Ishiba afirmou que Tóquio deve "liderar os esforços globais" para a humanidade alcançar um mundo sem armas nucleares, durante o seu discurso na cerimónia realizada no Parque Memorial da Paz de Hiroshima, local onde, em 6 de agosto de 1945, os Estados Unidos lançaram a primeira de duas bombas atómicas sobre o Japão, causando a morte de cerca de 70.000 pessoas.
O governante nipónico destacou ainda o "aprofundamento das divisões da comunidade internacional" em relação ao desarmamento nuclear e o "agravamento do ambiente de segurança", um contexto em que é mais necessário "alcançar um mundo sem armas nucleares" através das iniciativas de Não Proliferação Nuclear (NPT), afirmou.
"Apelaremos a todos os países para que aproveitem ao máximo esse espírito de diálogo durante a reunião da iniciativa NPT do próximo ano", disse o primeiro-ministro japonês, que também apelou à "busca de medidas concretas" para a desnuclearização , incluindo tanto os países que não possuem armas deste tipo como as potências atómicas.
"A base para alcançar um mundo sem armas nucleares é a compreensão correta do facto da bomba atómica", indicou Ishiba na cerimónia, na qual participaram sobreviventes do bombardeamento, e perante representantes diplomáticos de 120 países e territórios, uma assistência recorde.
Japão segue "três princípios não nucleares" há quase 60 anos
Desde 1967, o Japão segue os "três princípios não nucleares", que consistem em não produzir, não possuir e não permitir armas nucleares em seu território.
Mas o ambiente de segurança mais hostil que envolve o arquipélago devido à guerra na Ucrânia, ao crescimento militar da China e aos avanços nucleares de Pyongyang fez com que, nos últimos anos, se abrisse o debate político sobre a possibilidade de o Japão acolher no seu solo bombas nucleares norte-americanas ou manter a capacidade técnica para desenvolver este tipo de armamento.
Pouco antes de se tornar primeiro-ministro, em outubro passado, o próprio Ishiba defendeu a criação de uma "NATO asiática", com a qual os Estados Unidos pudessem partilhar as suas armas nucleares, ou mesmo capaz de desenvolver o seu próprio armamento atómico, em resposta à ameaça que representa o estreitamento dos laços militares entre a Rússia, a China e a Coreia do Norte.

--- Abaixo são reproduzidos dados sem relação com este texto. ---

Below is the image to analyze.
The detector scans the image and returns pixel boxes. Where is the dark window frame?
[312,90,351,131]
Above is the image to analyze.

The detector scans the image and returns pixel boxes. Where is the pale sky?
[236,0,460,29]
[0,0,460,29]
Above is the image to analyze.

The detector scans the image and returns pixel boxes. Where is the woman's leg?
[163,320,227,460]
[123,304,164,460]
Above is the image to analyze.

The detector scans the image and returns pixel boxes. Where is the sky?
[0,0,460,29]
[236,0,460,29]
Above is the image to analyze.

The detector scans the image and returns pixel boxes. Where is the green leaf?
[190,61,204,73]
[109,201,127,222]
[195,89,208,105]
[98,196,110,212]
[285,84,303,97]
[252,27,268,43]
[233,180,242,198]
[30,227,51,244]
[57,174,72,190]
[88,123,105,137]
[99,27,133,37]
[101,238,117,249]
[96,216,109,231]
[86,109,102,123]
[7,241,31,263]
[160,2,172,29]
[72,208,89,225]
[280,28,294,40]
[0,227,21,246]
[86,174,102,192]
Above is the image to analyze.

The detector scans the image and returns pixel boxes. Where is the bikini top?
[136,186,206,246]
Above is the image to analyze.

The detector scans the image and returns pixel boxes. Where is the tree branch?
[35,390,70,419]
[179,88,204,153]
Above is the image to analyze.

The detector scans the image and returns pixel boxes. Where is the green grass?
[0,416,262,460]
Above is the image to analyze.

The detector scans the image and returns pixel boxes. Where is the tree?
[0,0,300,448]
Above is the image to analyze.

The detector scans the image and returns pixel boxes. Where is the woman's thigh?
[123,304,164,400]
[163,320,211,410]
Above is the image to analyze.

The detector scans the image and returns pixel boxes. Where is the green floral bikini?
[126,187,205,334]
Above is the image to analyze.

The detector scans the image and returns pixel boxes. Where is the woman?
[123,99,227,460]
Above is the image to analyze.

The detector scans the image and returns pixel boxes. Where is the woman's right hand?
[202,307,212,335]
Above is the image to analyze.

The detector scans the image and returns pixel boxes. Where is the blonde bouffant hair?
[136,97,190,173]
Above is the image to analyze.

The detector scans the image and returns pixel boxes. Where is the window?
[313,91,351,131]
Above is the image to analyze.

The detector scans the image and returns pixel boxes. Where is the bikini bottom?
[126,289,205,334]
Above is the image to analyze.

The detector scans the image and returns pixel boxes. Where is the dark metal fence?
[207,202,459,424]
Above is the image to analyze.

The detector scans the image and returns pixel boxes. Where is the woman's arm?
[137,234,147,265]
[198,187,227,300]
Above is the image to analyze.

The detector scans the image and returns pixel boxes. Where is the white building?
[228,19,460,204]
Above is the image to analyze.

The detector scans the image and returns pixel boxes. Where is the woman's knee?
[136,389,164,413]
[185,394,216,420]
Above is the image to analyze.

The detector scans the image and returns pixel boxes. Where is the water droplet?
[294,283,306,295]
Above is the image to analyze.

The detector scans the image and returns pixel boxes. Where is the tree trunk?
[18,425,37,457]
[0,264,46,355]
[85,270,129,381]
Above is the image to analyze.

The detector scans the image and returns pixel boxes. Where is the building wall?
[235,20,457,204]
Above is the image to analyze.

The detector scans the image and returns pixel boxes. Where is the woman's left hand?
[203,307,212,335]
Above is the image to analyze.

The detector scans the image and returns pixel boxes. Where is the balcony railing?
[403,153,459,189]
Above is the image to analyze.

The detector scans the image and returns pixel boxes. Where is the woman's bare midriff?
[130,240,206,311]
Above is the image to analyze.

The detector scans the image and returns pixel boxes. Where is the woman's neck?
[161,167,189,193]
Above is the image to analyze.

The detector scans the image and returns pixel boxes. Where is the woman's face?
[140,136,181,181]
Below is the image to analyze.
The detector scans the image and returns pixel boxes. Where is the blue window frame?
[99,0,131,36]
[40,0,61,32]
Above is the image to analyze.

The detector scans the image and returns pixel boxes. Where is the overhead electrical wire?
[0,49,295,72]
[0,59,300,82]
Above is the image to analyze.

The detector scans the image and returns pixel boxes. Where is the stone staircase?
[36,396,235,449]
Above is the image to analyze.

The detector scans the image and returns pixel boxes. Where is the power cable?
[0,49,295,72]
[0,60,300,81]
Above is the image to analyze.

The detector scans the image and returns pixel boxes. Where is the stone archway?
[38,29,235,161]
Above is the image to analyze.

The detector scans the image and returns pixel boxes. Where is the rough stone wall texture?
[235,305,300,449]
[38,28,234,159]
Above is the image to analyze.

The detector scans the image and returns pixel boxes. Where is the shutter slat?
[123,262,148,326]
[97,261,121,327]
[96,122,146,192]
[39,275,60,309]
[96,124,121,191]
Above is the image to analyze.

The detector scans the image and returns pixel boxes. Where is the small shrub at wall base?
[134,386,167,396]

Ishiba parece, porém, ter descartado essa ideia desde que chegou ao poder, o que é agora confirmado pelas suas declarações no âmbito do 80º aniversário do bombardeamento de Hiroshima.
Há quem defenda mudança na postura antinuclear
Outras figuras importantes do Partido Liberal Democrático (PLD), atualmente no poder, defenderam uma mudança na postura antinuclear mantida por Tóquio desde o fim da Segunda Guerra Mundial.
Entre elas destaca-se o ex-primeiro-ministro Shinzo Abe (2012-2020), a figura mais influente do partido governante japonês nas últimas décadas, que também afirmou em 2022 - no ano em que foi assassinado - que Tóquio deveria considerar a opção de partilhar armas nucleares com os Estados Unidos, como Washington faz com os seus aliados da NATO, e deixar de considerar essa possibilidade como "um tabu".